Sarah started. She hadn’t expected the same scrutiny she was giving her mother.

“Children grow away from you, you know,” her mother said.

“I know,” Sarah said. She’d been watching hers do that every day.

“From the minute they leave the womb, they’re not yours any more. They’re strangers.”

Sarah approached her mother. “Are we strangers, Mom?”

Tears floated in her mother’s eyes.

She touched her mother’s arm. She had lived inside this body once. It had been her first home. How could she let someone else discard it, as if it had never been? “I’m going to bring you to my place,” Sarah said.

Her mother blinked, but her cheeks remained dry. “I’m not going to be noble like your grandmother was.”

Sarah smiled. It was against her mother’s nature to be noble. She squeezed her mother’s arm.
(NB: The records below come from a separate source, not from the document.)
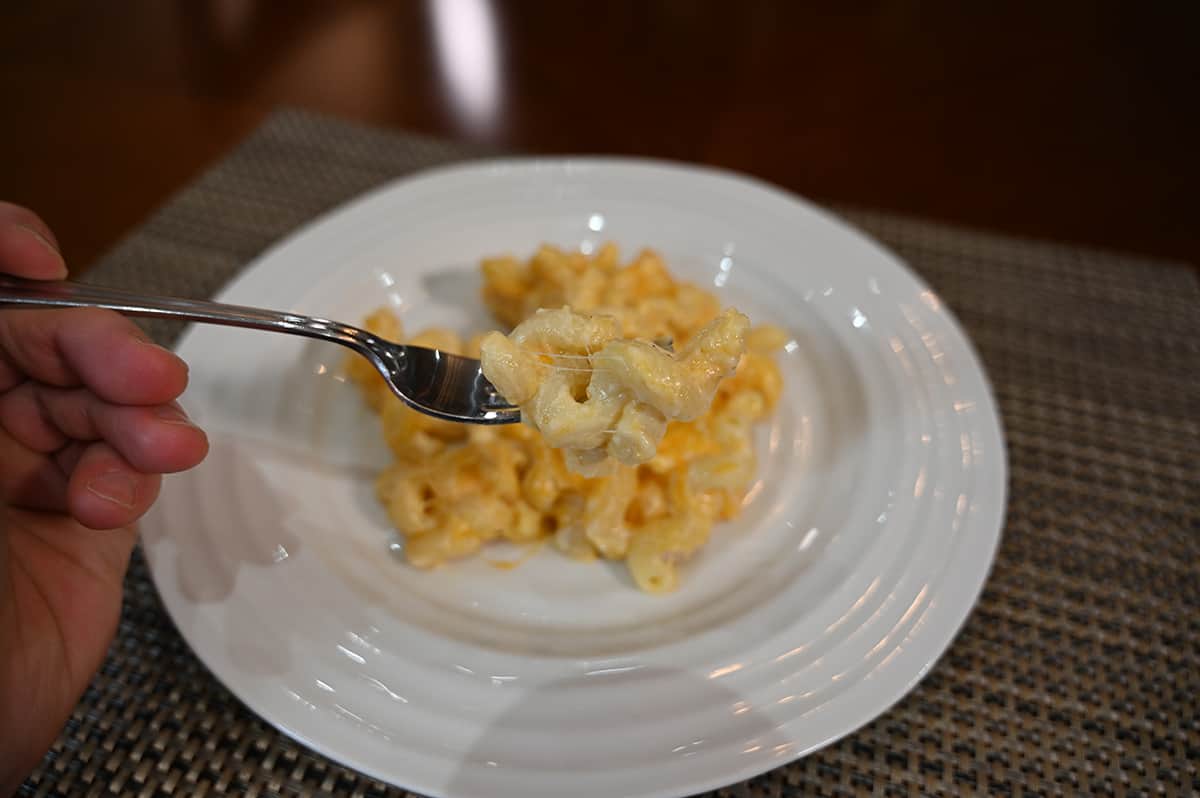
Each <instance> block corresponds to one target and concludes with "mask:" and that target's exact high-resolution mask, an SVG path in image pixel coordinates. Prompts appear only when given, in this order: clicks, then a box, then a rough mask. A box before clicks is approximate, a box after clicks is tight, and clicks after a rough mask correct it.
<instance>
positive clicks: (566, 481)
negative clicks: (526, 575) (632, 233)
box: [348, 245, 787, 593]
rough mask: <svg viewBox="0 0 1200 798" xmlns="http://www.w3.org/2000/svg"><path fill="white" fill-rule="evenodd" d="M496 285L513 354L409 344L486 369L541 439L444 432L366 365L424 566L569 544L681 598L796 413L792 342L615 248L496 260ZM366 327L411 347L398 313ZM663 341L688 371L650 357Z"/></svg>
mask: <svg viewBox="0 0 1200 798" xmlns="http://www.w3.org/2000/svg"><path fill="white" fill-rule="evenodd" d="M482 274H484V298H485V300H486V301H487V304H488V306H490V308H491V310H492V312H493V314H494V316H496V317H497V319H498V320H500V322H502V323H504V324H509V325H512V326H514V328H515V329H514V330H512V332H511V334H510V335H509V336H504V335H500V334H494V332H493V334H488V335H484V336H475V337H472V338H469V340H463V338H462V337H461V336H458V335H456V334H454V332H452V331H449V330H442V329H430V330H425V331H422V332H419V334H418V335H415V336H413V337H410V338H408V340H407V341H406V342H407V343H412V344H416V346H426V347H433V348H438V349H442V350H445V352H450V353H455V354H464V355H469V356H475V358H480V356H481V358H482V360H484V364H485V365H484V368H485V373H486V374H487V376H488V377H490V379H492V380H493V382H494V383H496V384H497V388H498V389H499V390H500V392H502V394H503V395H505V396H506V397H508V398H509V400H510V401H514V402H517V403H520V404H522V408H523V413H526V414H528V415H529V420H530V421H532V422H533V426H530V425H527V424H520V425H506V426H499V427H484V426H473V425H460V424H451V422H448V421H442V420H438V419H433V418H431V416H427V415H424V414H421V413H419V412H416V410H413V409H410V408H408V407H407V406H406V404H403V403H402V402H401V401H398V400H396V398H395V397H394V396H392V395H391V394H390V391H389V390H388V388H386V385H384V383H383V380H382V378H379V377H378V374H377V373H376V372H374V370H373V368H372V367H371V366H370V364H367V362H366V361H362V360H361V359H354V360H350V361H349V366H348V374H349V377H350V378H352V379H353V380H354V382H355V383H358V384H359V386H360V388H361V390H362V394H364V397H365V400H366V402H367V404H368V406H370V407H371V408H373V409H374V410H376V412H377V413H378V414H379V416H380V420H382V425H383V434H384V439H385V440H386V443H388V445H389V448H390V449H391V451H392V452H394V455H395V457H396V462H395V463H394V464H392V466H391V467H389V468H388V469H386V470H384V473H383V474H380V475H379V478H378V481H377V492H378V497H379V499H380V502H382V503H383V505H384V508H385V509H386V511H388V515H389V517H390V520H391V521H392V523H394V524H395V526H396V527H397V528H398V529H400V530H401V532H402V533H404V536H406V547H404V553H406V557H407V559H408V562H409V563H412V564H413V565H415V566H418V568H432V566H436V565H439V564H443V563H445V562H448V560H451V559H456V558H460V557H466V556H468V554H472V553H475V552H478V551H479V550H480V548H481V547H482V546H484V545H485V544H487V542H490V541H497V540H506V541H511V542H516V544H526V542H536V541H541V540H551V541H553V544H554V546H556V547H557V548H559V550H560V551H562V552H563V553H565V554H568V556H570V557H574V558H578V559H592V558H595V557H604V558H607V559H619V560H623V562H624V563H625V565H626V566H628V569H629V572H630V576H631V577H632V580H634V582H635V583H636V584H637V587H640V588H641V589H643V590H647V592H650V593H665V592H670V590H673V589H674V588H676V587H677V586H678V580H679V574H678V566H679V565H680V564H682V563H683V562H684V560H686V559H688V558H689V557H691V556H692V554H694V553H696V551H698V550H700V548H701V547H702V546H703V545H704V542H706V541H707V540H708V536H709V534H710V532H712V529H713V526H714V524H715V523H718V522H720V521H726V520H730V518H733V517H736V516H737V515H738V512H739V511H740V509H742V504H743V500H744V498H745V496H746V492H748V490H749V488H750V486H751V484H752V482H754V478H755V472H756V458H755V451H754V440H752V431H754V426H755V424H756V422H758V421H761V420H762V419H764V418H767V416H768V415H769V414H770V413H772V410H773V409H774V407H775V404H776V402H778V400H779V396H780V392H781V388H782V379H781V374H780V371H779V367H778V366H776V364H775V361H774V358H773V355H774V353H775V352H778V350H779V349H780V348H781V347H782V346H784V343H785V342H786V340H787V336H786V335H785V334H784V331H782V330H780V329H778V328H774V326H769V325H766V326H757V328H752V329H751V328H749V322H748V319H746V318H745V317H744V316H742V314H740V313H737V312H736V311H726V312H724V313H722V312H721V310H720V305H719V302H718V301H716V298H715V296H714V295H713V294H710V293H708V292H706V290H703V289H701V288H698V287H696V286H692V284H690V283H685V282H679V281H676V280H674V278H673V277H672V276H671V274H670V272H668V271H667V269H666V266H665V265H664V263H662V260H661V258H660V257H659V256H658V254H655V253H654V252H650V251H643V252H642V253H640V254H637V256H636V257H635V258H634V260H632V262H630V263H629V264H625V265H622V264H620V263H619V259H618V253H617V250H616V247H613V246H611V245H606V246H604V247H601V248H600V250H598V251H596V252H595V254H592V256H589V254H584V253H581V252H564V251H562V250H558V248H554V247H548V246H545V247H541V248H540V250H539V251H538V252H536V253H535V254H534V256H533V258H530V259H529V260H528V262H520V260H517V259H514V258H493V259H487V260H484V263H482ZM539 311H541V312H539ZM365 326H366V328H367V329H368V330H371V331H372V332H376V334H377V335H380V336H384V337H388V338H390V340H394V341H404V336H403V329H402V325H401V322H400V319H397V318H396V317H395V316H394V314H392V313H391V312H390V311H386V310H380V311H376V312H374V313H372V314H371V316H370V317H367V319H366V320H365ZM662 338H670V340H671V341H672V343H673V347H674V349H676V350H677V352H678V354H677V355H672V354H671V353H668V352H666V350H664V349H661V348H659V347H656V346H655V344H653V343H649V341H653V340H662ZM556 446H566V449H560V448H556ZM610 458H612V460H616V461H617V463H616V464H611V466H607V467H604V468H601V463H605V462H610ZM581 472H583V473H581Z"/></svg>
Gram’s suicide had been awful.

“Nobility’s overrated,” Sarah said.

1986: Gram’s backyard. Sarah put her pudgy arms around her Gram’s neck and wiped her tears with one grimy mitten. “How come you’re crying for the people in that shuttle if you didn’t know them?” she asked.

Gram shook her head, then buried her face in Sarah’s hair. “I don’t know,” she said. “Sometimes lives and dreams are so mixed up together, and you don’t realize it until it’s too late.”

Gram was holding her too tight Sarah squirmed. Gram let go. Sarah sat on Gram’s knee.

Gram smiled at her. “You don’t know what I’m talking about, do you?” Sarah shook her head. Sometimes big people said kinds of stuff she didn’t understand.

“It’s okay,” Gram said. “You’ll figure it out soon enough.”

The hide-a-bed cost half a month’s salary, but Sarah figured she could afford it, with her mother’s allowance going toward rent. The living room was crammed with knick-knacks Sarah had once hoped she would never have to live with again. Her mother’s heavy, ancient television set with its curved screen sat in the hallway, waiting to be carried to the back bedroom. The bedroom had been Sarah’s. From that night on, it would be her mother’s.

And, surprisingly, Sarah didn’t mind. This was the chance she had missed with Gram. This was the chance she needed with her own mother. Too many people watched life’s beginning and shied away from its end.

“I still don’t get it,” Janie said as she carried in the last box from storage. “Why doesn’t she get her own apartment?”

“They don’t make new leases with people over seventy, stupid,” Scooter said. He was rummaging through the previous box, seeing if there were any old chips. Sarah reached into an open one beside her and brought out an old attachable house sound system. She handed it to Scooter. He squealed with delight and looked for the chip.

“I don’t see why she has to come here,” Janie said again.

“Because I asked her,” Sarah said.

“You don’t even like her, Mom,” Trina said. She was bouncing on the hide-a-bed, testing its springs.

Sarah took Trina’s arm, and gently stopped her bouncing. Trina let her, almost as if she had been expecting it. After three children, Sarah knew how to parent.

But her mother had only had one. Sarah had been an accident, unplanned. Sarah’s children were planned, but being raised the same way. By one woman alone.

“I don’t know her any more,” Sarah said. “I don’t know if I like her or not.”

“Then why bring her here?” Janie asked, sitting beside Trina.

Sarah looked at her daughters, and wondered how they would feel after their grandmother was gone.

When their own mother was dying.

The law said they weren’t responsible, any more than she was.

“I’m bringing her here,” Sarah said, “because life’s an adventure.”

She had forgotten that. All these years, she’d forgotten it. It had taken her mother, of all people, to remind her.

“An adventure?” Janie asked, as if she had never heard that before.

“An adventure,” Sarah said. “I’d just forgotten, until now.”